Example 3. What if I don't have enough USD to buy the US stock that I want. In this case, you will still need to
use "Norbert's gambit" to obtain US$ at the 'spot rate' and avoid the expensive 1.50% currency conversion fees.


*How do I enroll to automatically 'wash the rates'?*
At this time, you cannot set this up online within WebBroker. You will need to contact TD Waterhouse Discount Brokerage (1-800-465-5463) to enroll and have them turn this feature 'on'.

*The Good. * This is a positive step by TDW, to reduce currency conversion costs. In the past, I had to call TDW, after market hours to ensure I didn't lose money on currency conversion fees. This new automatic method saves me time.
*The Bad.* Unfortunately, the dividends from US Equities and US Interest will still be converted to CAD, using the bank's expensive currency conversion fee. Not a great amount of cash will be lost here, but it is worth noting.


----------



## humble_pie (Jun 7, 2009)

good news & great explanation, thank you avrex.

just a tiny comment re US dividends, which you note as still "bad" news.

a tdw client can DRIP his US dividends in rrsp.
these divs will arrive as extra shares in USD & be added to his original holding in USD ... no FX fee whatsoever.
a partial share amount might get paid as CAD cash but we are only talking about a few pennies in FX fees here.

as with canadian shares, not all US dividend payors have DRIP plans.


----------



## I'm Howard (Oct 13, 2010)

Dividends witheld in the U.S means they are not taxed in Canada, I fail to understand the concerns about this witholding tax because in all probability it is likely less than you would have to pay here.


----------



## humble_pie (Jun 7, 2009)

howard 

??

this thread is about US holdings in tdw rrsps.

there is no withholding tax on US dividends paid into any rrsp at any broker in canada.

avrex has just uncovered that tdw has made one more step towards an all-US rrsp. In practical working terms this is about 99% complete.

tdw's mainframe system leased from IBM - the ISM system - has made it difficult all these years for the big green to configure an all-US rrsp platform. Little by little they have accomplished this, or close to it.

it's been easier for royal because their mainframe (ADP) is more amenable to some USD configurations. However i've traded extensively on both systems & i would like to say that the ISM system is a fabulous workhorse, virtually glitch-proof. In contrast i've seen some account holdings vanish entirely from rival ADP systems.


----------



## Jungle (Feb 17, 2010)

Too bad they couldn't "wash" the us dividends into that money market fund. 

When will TD get with the program and allow USD to be held in RRSP? Everyone else is doing it now. Time to update their interface.. washing is so mickey mouse.


----------



## humble_pie (Jun 7, 2009)

no, everyone else is not doing it now.

brokers using ISM, which is a far more reliable system, cannot readily configure rrsp in USD.

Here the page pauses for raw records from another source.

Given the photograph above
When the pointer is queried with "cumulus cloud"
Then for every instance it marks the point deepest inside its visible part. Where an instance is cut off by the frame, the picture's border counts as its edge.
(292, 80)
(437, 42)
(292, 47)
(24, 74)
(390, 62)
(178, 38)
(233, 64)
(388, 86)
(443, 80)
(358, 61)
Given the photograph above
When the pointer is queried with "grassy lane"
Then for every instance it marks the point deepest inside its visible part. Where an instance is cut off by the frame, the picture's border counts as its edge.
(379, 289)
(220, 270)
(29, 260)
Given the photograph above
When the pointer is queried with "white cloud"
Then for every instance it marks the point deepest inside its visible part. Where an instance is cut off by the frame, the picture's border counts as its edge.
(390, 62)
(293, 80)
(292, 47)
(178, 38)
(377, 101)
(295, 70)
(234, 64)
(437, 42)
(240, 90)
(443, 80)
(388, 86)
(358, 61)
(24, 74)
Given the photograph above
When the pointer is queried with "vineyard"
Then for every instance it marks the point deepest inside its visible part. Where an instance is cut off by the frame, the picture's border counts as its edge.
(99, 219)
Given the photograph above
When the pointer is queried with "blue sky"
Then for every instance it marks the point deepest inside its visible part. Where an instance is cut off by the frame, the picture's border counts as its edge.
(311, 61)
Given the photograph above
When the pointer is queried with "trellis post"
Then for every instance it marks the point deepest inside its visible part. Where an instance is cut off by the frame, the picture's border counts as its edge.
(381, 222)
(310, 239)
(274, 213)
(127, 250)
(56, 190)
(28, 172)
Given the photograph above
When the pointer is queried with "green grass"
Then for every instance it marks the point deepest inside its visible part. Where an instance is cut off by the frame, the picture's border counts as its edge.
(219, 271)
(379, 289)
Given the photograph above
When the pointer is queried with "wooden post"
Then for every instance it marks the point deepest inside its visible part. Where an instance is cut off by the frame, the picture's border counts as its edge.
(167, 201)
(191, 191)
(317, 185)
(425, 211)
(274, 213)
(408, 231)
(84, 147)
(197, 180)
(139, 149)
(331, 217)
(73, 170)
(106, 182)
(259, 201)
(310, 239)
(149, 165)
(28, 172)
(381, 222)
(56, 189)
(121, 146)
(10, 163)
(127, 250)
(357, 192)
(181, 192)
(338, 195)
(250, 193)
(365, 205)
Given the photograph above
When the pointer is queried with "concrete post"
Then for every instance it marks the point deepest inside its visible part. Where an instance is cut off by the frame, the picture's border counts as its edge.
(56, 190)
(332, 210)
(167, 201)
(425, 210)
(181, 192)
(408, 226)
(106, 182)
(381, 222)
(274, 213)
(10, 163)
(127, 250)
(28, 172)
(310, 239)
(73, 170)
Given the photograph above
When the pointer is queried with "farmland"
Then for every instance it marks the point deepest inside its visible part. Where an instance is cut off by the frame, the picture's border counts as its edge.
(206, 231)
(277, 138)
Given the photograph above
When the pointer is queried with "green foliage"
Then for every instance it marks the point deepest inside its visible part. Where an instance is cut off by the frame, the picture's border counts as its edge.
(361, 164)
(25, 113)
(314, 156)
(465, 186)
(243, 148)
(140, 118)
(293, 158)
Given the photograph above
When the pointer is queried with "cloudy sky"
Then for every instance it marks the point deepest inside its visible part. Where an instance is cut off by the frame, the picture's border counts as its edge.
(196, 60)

only 3 brokers have true USD rrsps, but the rest of their services, or lacks in their services, make at least 2 of these brokers mickey mouse indeed.


----------



## CanadianCapitalist (Mar 31, 2009)

humble_pie said:


> good news & great explanation, thank you avrex.


+1. I called yesterday after reading Rob's column and set our accounts to automatically wash trade. There is no downside to this, so don't forget to set up automatic wash trading for your TFSA accounts as well.


----------



## gibor365 (Apr 1, 2011)

Exchange rate is very bad in TDW, much worse than for example in Investor Edge CIBC, but on other hand you cannot "wash" trades there


----------



## m3s (Apr 3, 2010)

If RBC lets people hold USD then why can't TD? Sounds like this is just to get all the people "in-the-know" to stop calling in tying up the lines

If TDW would let you hold USD I would switch but as it stands Questrade works better for me.


----------



## Cal (Jun 17, 2009)

As some of you know I had been looking into some of this recently. A very timely post.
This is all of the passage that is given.